Buon Appetito: Inside Milan’s Hottest Culinary Destinations
From a listening bar to a hotel bistro, Greek to Japanese, culinary destinations throughout Milan—all designed by local talent—provide literal and aesthetic nourishment.
Savor These Chic Eateries In Milan
Mogo by Giorgia Longoni Studio
In the South African language Sotho, mogo means union, and this 3,700-square-foot Isola establishment, dubbed a hi-fi bar and restaurant, unites music, culinary, craft-cocktail, and design aficionados in a cinematic environment inspired by Japanese jazz kissa cafes.

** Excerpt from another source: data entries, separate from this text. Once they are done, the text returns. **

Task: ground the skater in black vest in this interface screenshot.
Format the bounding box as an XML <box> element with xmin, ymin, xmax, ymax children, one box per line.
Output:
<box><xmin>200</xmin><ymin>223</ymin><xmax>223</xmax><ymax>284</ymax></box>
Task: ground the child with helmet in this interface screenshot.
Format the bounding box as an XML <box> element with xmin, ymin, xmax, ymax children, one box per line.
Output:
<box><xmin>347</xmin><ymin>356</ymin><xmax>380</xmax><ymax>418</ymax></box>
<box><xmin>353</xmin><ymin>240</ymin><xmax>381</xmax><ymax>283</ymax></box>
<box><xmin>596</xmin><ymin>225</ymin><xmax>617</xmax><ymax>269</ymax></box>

Milan native Giorgia Longoni has interwoven exposed concrete and ductwork with rose-toned oak millwork, aquamarine resin flooring, custom chairs—some patterned with Brochier upholstery fabric—lighting, and Alpi burl tables, and site-specific tapestries by Andrea Marco Corvino, resulting in a hushed, intimate environment that’s a medley of the softly industrial and warmly mid-century.

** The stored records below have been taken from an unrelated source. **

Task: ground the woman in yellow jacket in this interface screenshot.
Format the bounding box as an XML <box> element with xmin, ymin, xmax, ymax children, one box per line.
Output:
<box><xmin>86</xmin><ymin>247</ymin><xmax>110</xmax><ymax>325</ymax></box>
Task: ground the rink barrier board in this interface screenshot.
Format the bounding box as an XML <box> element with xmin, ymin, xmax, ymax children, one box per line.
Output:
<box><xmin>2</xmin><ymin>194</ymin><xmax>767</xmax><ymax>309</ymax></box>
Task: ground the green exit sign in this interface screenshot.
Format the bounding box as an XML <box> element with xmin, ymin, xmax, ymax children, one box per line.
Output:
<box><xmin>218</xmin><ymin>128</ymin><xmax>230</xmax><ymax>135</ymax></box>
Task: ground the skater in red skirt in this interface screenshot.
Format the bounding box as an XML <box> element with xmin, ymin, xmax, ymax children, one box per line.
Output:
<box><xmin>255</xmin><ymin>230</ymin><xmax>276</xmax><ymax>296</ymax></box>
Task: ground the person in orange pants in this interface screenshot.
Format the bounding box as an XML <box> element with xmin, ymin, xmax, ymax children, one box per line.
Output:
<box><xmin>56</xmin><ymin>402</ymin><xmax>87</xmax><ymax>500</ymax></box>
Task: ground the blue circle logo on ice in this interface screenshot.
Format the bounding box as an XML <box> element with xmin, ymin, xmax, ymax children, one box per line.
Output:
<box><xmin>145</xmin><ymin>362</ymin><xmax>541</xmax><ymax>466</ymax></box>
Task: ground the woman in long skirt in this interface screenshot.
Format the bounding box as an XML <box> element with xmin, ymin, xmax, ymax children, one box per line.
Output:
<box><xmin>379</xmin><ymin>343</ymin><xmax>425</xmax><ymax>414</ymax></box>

Vasiliki Kantina & Gastronomia by Joy Herro
Under a ceiling hand-painted with an interpretation of the myth of Persephone and Demetra is a contemporary 430-square-foot space in Porta Romana that tells the story—and serves the food and wine—of Greece subtly, authentically, and with refinement. Joy Herro, who has both an interiors studio and an art/ design consultancy, tapped such Greek talents as Terps (aka Terpsichore Tερψιχόρη ερψιχόρη) for the ceiling, goddess-adorned linen curtain, and ceramic door handle, and Tino Seubert for the raffia-topped stools lining the Kavalas Greek marble counter, and arranged them amid crisp, Santorini-white plaster archways.

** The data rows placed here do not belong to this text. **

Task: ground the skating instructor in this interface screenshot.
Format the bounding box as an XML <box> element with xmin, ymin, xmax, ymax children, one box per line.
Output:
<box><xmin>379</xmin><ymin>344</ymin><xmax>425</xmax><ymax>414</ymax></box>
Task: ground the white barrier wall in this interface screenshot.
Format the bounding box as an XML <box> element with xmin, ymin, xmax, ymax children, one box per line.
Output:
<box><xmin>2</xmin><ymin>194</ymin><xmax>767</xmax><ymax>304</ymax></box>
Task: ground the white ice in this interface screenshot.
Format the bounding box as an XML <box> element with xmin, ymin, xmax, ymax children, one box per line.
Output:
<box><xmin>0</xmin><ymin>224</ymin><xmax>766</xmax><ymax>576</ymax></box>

Caruso Nuovo Bistrot by Dimorestudio
Inside the venerable Grand Hotel in Centro Storico, this duomo to Milanese and Neapolitan cooking celebrated its 20th anniversary with an interior refresh by Britt Moran and Emiliano Salci of Dimorestudio. With their signature restrained maximalism, the designers have tastefully blended notes of Northern Italian aristocracy with bohemian glamour, evident in walls and benches upholstered in a Prelle jacquard, seven custom chandeliers of silk jersey the color of Brunello, Murano glass sconces, and, for the outdoor veranda, custom wallpaper and Mathieu Matégot–inspired furnishings, including Antica rattan chairs by Mario Bonacina and Renzo Mongiardino for Bonacina 1889.
Odachi by Studio Urquiola
Among the myriad highlights of Interior Design Hall of Famer Patricia Urquiola’s conversion of a 1950’s former office building in Brera into the luxury, 116-room Casa Brera, a Marriott hotel, is this lobby-adjacent, 48-seat restaurant serving Japanese-inspired dishes. But her concept is far from cliché Asian: Custom opaline-glass pendant fixtures illuminate the sophisticated mustard colorway of Dedar’s Perfect Flower banquette upholstery, framed cast-stone architectural fragments by fellow Spanish architect Marià Castelló, and Urquiola’s own production pieces, including her abstracted-floral Rooms collection wallpaper for Jannelli&Volpi and her Oru chairs for Andreu World.